Neuer Tourismus-Beirat stellte erste Weichen

Am 16. April ist der neu eingerichtete Tourismus-Beirat der Stadt Dormagen erstmals zu seiner konstituierenden Sitzung im Ratssaal zusammengekommen. Das Gremium, dessen Einrichtung der Stadtrat im Dezember 2025 einstimmig beschlossen hatte, soll künftig die strategische Weiterentwicklung des Tourismus in Dormagen begleiten und den politischen Gremien beratend zur Seite stehen. Den Vorsitz des elfköpfigen Beirats übernimmt Bürgermeister Erik Lierenfeld. Neben Vertreterinnen und Vertretern aus Politik, Verwaltung und SWD gehören dem Gremium insbesondere auch Akteure aus Tourismus, Gastronomie und Hotellerie, Freizeitwirtschaft und Verbänden an.

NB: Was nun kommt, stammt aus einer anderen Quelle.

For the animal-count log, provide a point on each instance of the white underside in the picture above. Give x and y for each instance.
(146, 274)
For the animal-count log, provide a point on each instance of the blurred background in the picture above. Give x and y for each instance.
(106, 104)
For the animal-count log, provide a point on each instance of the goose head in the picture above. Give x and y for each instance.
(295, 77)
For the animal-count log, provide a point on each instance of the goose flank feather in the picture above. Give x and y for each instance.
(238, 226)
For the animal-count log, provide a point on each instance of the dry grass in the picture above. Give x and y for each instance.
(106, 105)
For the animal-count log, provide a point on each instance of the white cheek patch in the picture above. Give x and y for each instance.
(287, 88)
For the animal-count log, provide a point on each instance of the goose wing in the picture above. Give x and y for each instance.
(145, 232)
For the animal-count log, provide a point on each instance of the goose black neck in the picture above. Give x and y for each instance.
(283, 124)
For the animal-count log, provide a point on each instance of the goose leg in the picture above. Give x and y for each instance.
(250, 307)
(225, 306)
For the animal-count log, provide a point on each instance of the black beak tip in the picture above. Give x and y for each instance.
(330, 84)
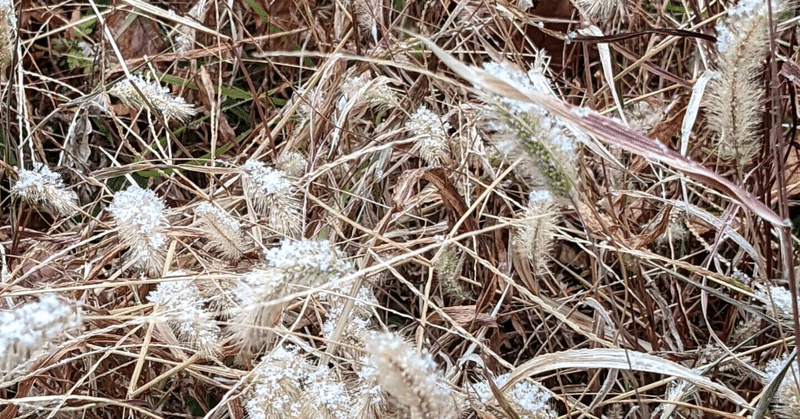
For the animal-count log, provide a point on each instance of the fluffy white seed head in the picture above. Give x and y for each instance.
(222, 232)
(292, 267)
(273, 195)
(734, 99)
(410, 377)
(42, 186)
(277, 380)
(527, 399)
(535, 229)
(430, 136)
(27, 330)
(292, 163)
(787, 398)
(778, 297)
(180, 305)
(142, 225)
(8, 32)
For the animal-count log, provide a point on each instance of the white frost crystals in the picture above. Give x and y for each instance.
(27, 329)
(42, 186)
(545, 146)
(430, 136)
(272, 194)
(529, 400)
(180, 304)
(141, 224)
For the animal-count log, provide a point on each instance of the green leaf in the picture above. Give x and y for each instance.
(75, 59)
(261, 13)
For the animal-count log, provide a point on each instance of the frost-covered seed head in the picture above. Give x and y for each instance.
(257, 312)
(448, 271)
(780, 297)
(273, 195)
(171, 107)
(787, 398)
(292, 163)
(430, 135)
(545, 146)
(410, 377)
(8, 30)
(528, 399)
(140, 219)
(223, 232)
(45, 187)
(181, 306)
(277, 381)
(379, 94)
(28, 329)
(734, 99)
(534, 233)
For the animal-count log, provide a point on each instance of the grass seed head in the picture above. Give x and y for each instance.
(734, 99)
(29, 328)
(430, 136)
(273, 195)
(787, 398)
(8, 33)
(292, 163)
(410, 377)
(142, 226)
(182, 306)
(221, 231)
(527, 399)
(276, 392)
(535, 230)
(523, 131)
(41, 186)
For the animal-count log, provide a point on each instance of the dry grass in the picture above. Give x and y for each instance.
(236, 198)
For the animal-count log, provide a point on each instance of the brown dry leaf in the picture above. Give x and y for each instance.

Die SWD übernimmt die Aufgaben der Geschäftsstelle des Beirates. 

Ein zentrales Thema der ersten Sitzung war der Förderantrag „R(h)ein ins Revier – Ritter, Römer, Röhren“, den die SWD gemeinsam mit dem Rhein-Kreis Neuss im Rahmen des Strukturwandels im Rheinischen Revier eingereicht hat. Ziel des Projekts ist es, die touristischen Angebote in Zons, Rheinfeld und Dormagen-Mitte zu einem zusammenhängenden Erlebnisraum zu vernetzen. Im Fokus steht dabei die künftige Rheinwassertransportleitung, die nicht nur als technische Infrastruktur, sondern als Impulsgeber für neue touristische und freizeitbezogene Angebote dienen soll. Geplant sind unter anderem ein familienorientierter „KidsTrail“ in Zons, digitale Rundgänge mit Augmented-Reality-Inhalten, neue Aufenthalts- und Erlebnisorte entlang der Trasse sowie die Inszenierung historischer und technischer Themenwelten. Ergänzt wird das Konzept durch digitale Informationspunkte und ein modernes Besucherleitsystem.

Der Tourismus-Beirat sprach sich einstimmig für das Projekt aus und empfiehlt dessen Weiterverfolgung. Die weiteren Beratungen erfolgen im Hauptausschuss am 12. Mai sowie im Stadtrat am 19. Mai 2026.

Ebenfalls positiv bewertet wurde die geplante Bewerbung der Stadt Dormagen als bundesweite Eröffnungsstadt für den Tag des offenen Denkmals im Jahr 2027. Die Untere Denkmalbehörde der Stadtverwaltung und die SWD hatten hierzu bereits ein erstes Konzept entwickelt und dieses im März der Deutschen Stiftung Denkmalschutz vorgestellt. Die Rückmeldung fiel durchweg positiv aus – das Konzept wurde als interessant und bewerbungsfähig eingeschätzt.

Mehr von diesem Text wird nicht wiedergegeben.